Throughout 2014, and 2015 there was heavy shelling by the Ukrainian army of Pervomaisk. In early January 2015 the civilian population of the city was estimated at between 10,000 and 20,000, down from a pre-war population of 38,435. Pervomaisk attracted international attention in 2015 due to the large-scale level of destruction, the first time that level of destruction of a city had been seen in the war in Donbas. Between 2014 and 2022, the city was effectively a frontier settlement, with the frontlines near the city limits, between Pervomaisk and Popasna. In the years from 2015 to 2022, Pervomaisk would see sporadic shelling, from the Ukrainian side.

===Russian invasion of Ukraine (2022-present)===

Following the 2022 Russian invasion of Ukraine, Pervomaisk has been hit numerous times by Ukrainian shelling, with multiple civilian casualties and fatalities.

After the 2022 battle of Popasna, between March and May, in which the nearby city of Popasna was completely destroyed, Popasna's status as an independent city was abolished in March 2023 by the Russian occupation authorities due to the extent of the destruction, and Popasna, along with several other surrounding areas, was incorporated into Pervomaisk's administrative area. Pervomaisk and Russia's Kaluga Oblast signed a cooperation agreement in June 2022. In mid-2023, it was reported that repairs were being carried out to buildings in Pervomaisk which had been damaged by shelling. Russian authorities reported that it was planned to repair or rebuild 29 apartment houses, five social infrastructure facilities and 11 infrastructural assets in Pervomaisk. The repairs were being carried out by Russia's Kaluga region, which is partnered with Pervomaisk.

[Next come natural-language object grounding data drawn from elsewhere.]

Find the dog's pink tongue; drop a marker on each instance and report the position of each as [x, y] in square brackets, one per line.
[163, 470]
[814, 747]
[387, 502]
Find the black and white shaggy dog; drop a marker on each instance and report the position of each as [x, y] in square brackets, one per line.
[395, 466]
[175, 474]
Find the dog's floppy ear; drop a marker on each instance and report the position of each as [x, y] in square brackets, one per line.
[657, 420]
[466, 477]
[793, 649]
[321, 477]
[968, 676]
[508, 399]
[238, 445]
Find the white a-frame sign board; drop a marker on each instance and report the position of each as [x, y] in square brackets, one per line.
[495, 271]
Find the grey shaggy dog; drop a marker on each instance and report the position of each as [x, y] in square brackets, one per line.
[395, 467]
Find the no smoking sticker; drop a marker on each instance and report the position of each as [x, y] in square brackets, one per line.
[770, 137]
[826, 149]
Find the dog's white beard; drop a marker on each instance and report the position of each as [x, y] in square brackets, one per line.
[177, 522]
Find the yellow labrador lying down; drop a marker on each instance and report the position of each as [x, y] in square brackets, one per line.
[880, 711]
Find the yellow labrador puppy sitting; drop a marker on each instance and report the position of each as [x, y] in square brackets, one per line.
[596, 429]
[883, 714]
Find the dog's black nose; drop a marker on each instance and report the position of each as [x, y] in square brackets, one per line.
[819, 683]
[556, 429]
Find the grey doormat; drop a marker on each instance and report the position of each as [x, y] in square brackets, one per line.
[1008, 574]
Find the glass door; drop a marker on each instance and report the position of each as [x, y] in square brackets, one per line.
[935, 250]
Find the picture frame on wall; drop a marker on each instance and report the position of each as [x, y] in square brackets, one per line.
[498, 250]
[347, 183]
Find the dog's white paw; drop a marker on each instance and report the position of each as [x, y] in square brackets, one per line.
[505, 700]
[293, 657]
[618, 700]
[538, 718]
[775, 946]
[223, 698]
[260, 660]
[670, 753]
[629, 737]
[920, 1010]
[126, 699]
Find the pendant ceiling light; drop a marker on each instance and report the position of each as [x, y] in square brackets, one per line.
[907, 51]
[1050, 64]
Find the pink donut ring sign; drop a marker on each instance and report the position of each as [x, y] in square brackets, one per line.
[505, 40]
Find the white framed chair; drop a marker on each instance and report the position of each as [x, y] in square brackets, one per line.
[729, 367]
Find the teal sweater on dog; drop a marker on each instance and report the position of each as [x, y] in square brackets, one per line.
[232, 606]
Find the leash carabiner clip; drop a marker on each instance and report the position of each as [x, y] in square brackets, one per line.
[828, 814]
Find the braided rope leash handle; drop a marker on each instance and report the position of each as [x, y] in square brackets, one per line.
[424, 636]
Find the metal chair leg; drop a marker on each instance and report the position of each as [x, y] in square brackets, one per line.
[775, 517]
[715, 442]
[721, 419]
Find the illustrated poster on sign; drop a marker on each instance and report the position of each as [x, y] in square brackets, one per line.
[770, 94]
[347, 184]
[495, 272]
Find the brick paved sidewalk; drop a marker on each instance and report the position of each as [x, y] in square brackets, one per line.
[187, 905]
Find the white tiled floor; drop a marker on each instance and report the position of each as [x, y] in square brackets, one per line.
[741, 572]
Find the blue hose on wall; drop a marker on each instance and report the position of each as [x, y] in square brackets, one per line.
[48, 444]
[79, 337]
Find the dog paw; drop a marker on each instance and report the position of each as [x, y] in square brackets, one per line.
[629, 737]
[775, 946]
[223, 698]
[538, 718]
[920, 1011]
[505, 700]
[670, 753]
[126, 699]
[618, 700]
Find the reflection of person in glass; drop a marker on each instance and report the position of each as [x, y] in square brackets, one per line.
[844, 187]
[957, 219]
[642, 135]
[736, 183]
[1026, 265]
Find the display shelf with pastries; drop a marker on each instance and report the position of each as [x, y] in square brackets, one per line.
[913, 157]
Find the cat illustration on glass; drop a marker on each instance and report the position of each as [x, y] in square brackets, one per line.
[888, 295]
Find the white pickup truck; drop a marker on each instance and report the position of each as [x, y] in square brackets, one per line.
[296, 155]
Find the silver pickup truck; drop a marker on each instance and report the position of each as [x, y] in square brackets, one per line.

On April 3, the Committee on the Organization of State Power, Local Self-government, Regional Development, and Urban Planning in the Verkhovna Rada stated their support for renaming the city to Sokolohirsk. On 19 September 2024, the Verkhovna Rada voted to rename Pervomaisk to Sokolohirsk.

== Demographics ==

Ethnicity as of the Ukrainian Census of 2001:
- Ukrainians: 65.9%
- Russians: 27.3%
- Belarusians: 1.1%

Native language as of the 2001 census:
- Russian language: 71.2%
- Ukrainian: 23.3%
- Belarusian: 0.2%

==Economy==

The city's pre-war economy was focused on the mining industry, with several working mines around Pervomaisk.

=== Mines ===
- Zolotoye
- Gorskaya
- Karbonit
- Toshkovskaya
- Pervomaiskaya

=== Factories ===
- Pervomaisk Mechanical Plant
- Pervomaisk Electromechanical Plant
- Repair and Mechanical Plant

=== Other businesses ===
- Pervomaisk Mine-boring Department for Drilling Shafts and Wells
- Pervomaisk Mine Construction Department
- Mikhailovskaya Central Processing Plant

Due to the ongoing war, many mines, factories and businesses in Pervomaisk are either closed, or not in operation. The static inverter plant of HVDC Volgograd–Donbass is located to the northeast of the city.

==Geography==

Pervomaisk is located in a traditional mining region, and surrounded by mines.

Pervovmaisk is 63 km from Izvaryne, where there is the de jure international border between Ukraine and Russia, however during the war in Donbas, the LPR took control of the border, in autumn 2014. From autumn 2014 until late 2022, Izvaryne would serve as a border between the LPR and Russia. After Russia's annexation referendums of September 2022, Izvaryne has served as a checkpoint between the LPR, and Rostov Oblast.